The deer lands are in wonderful old bottomland hardwoods habitat along the San Bernard River. Under the state plan they are cutting way back on the number of member through attrition. Also they are culling does and doing selective buck removal along with year around feeding, etc.


----------



## Motownfire (Jun 25, 2007)

So how does one stand a snow balls chance in hell at becoming a member without spending millions on backing a politician ???


----------



## RiverRat (Jun 30, 2005)

I hunted in the Damon hunting club when I was a kid with my father. Back in those days, quality deer were rarely seen, if ever. Since they started the management efforts, the deer quality has improved. I have friends and family that hunt there and have seen pictures of some good deer that have come off the place. The price is not excessive but there is a rather long waiting list to join from what I hear. Basically, no new members unless someone drops out.


----------



## landlockid (Jun 17, 2009)

RiverRat, I hunted the old DHC too when I was a kid in the 70's. I grew up south of town & remember some great times on that ground! I definitely remember all the old cabins and quality deer were never seen, heck, a bad opening day was only shooting 1 deer, LOL. I remember how proud I was that my first deer was a forked horn, not a spike!


----------



## bobbyoshay (Nov 29, 2008)

txjustin said:


> ^^Good friend of mine. I've had the opportunity to hunt out there just haven't taken them up on it yet.


That Muegge?


----------



## blueproline (Sep 25, 2007)

my family has run the damon hunting club for over 35 years. there are no openings to speak of. if there is a member that drops, their place is taken by anothers family member first....so really no openings if your not in relation to a current member. as for the quality of deer being taken now, there was a buck that was just short of 150 taken last weekend. the picture of the deer is on another thread here titled nice brazoria county buck. it was posted by me so you can search threads started by me and find it easily.


----------



## Gilbert (May 25, 2004)

blueproline said:


> my family has run the damon hunting club for over 35 years. there are no openings to speak of. if there is a member that drops, their place is taken by anothers family member first....so really no openings if your not in relation to a current member. as for the quality of deer being taken now, there was a buck that was just short of 150 taken last weekend. the picture of the deer is on another thread here titled nice brazoria county buck. it was posted by me so you can search threads started by me and find it easily.

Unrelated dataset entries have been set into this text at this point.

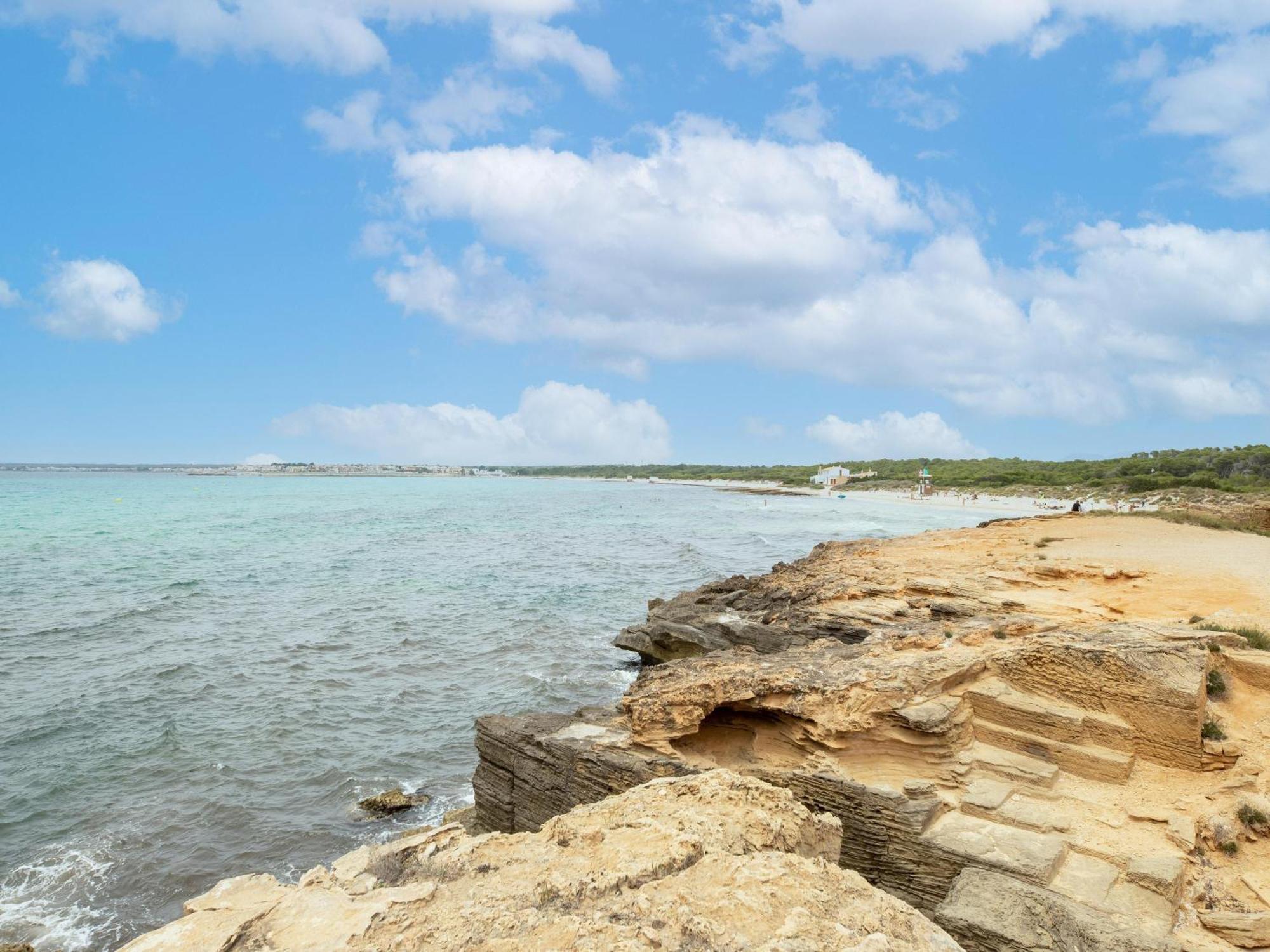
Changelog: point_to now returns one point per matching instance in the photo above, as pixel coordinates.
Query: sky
(567, 232)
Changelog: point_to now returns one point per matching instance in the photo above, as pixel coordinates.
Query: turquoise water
(201, 676)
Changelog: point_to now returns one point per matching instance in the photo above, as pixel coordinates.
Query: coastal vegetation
(1229, 469)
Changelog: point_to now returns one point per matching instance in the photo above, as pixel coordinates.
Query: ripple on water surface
(203, 680)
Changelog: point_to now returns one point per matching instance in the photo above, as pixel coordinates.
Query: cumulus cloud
(1202, 395)
(525, 44)
(1224, 98)
(893, 436)
(805, 120)
(557, 423)
(102, 299)
(764, 430)
(806, 258)
(940, 36)
(338, 37)
(469, 105)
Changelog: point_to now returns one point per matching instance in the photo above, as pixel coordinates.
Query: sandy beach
(946, 499)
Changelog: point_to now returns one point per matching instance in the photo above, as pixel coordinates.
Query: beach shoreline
(999, 503)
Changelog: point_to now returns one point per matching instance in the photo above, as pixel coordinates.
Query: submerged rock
(1012, 741)
(393, 802)
(716, 861)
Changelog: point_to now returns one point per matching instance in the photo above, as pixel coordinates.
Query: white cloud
(805, 120)
(1147, 65)
(1202, 395)
(333, 36)
(764, 430)
(102, 299)
(896, 437)
(469, 105)
(86, 48)
(525, 44)
(714, 247)
(355, 129)
(557, 423)
(1225, 98)
(940, 36)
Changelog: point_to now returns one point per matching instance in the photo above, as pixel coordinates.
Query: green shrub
(1216, 685)
(1250, 817)
(1255, 638)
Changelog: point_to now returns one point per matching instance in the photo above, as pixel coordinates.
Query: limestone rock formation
(1010, 578)
(1013, 724)
(716, 861)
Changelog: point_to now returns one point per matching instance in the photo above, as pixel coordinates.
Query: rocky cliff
(709, 863)
(1029, 732)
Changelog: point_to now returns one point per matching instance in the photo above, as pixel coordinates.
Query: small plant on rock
(1250, 817)
(1216, 685)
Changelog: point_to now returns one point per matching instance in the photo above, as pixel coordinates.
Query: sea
(201, 676)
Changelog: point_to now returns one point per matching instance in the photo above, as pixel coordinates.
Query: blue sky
(576, 230)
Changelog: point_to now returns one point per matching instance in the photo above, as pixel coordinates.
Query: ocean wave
(55, 901)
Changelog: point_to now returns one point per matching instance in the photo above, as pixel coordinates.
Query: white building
(831, 477)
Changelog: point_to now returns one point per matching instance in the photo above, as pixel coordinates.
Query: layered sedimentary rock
(1036, 747)
(716, 861)
(1015, 577)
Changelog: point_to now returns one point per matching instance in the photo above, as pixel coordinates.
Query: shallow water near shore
(200, 677)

know of any hot single females available that has family in the club?


----------



## blueproline (Sep 25, 2007)

or i guess i can post it again...


----------



## bobbyoshay (Nov 29, 2008)

Gilbert said:


> know of any hot single females available that has family in the club?


Thanks for looking out for me gilbert!


----------



## txjustin (Jun 3, 2009)

bobbyoshay said:


> That Muegge?


Yep


----------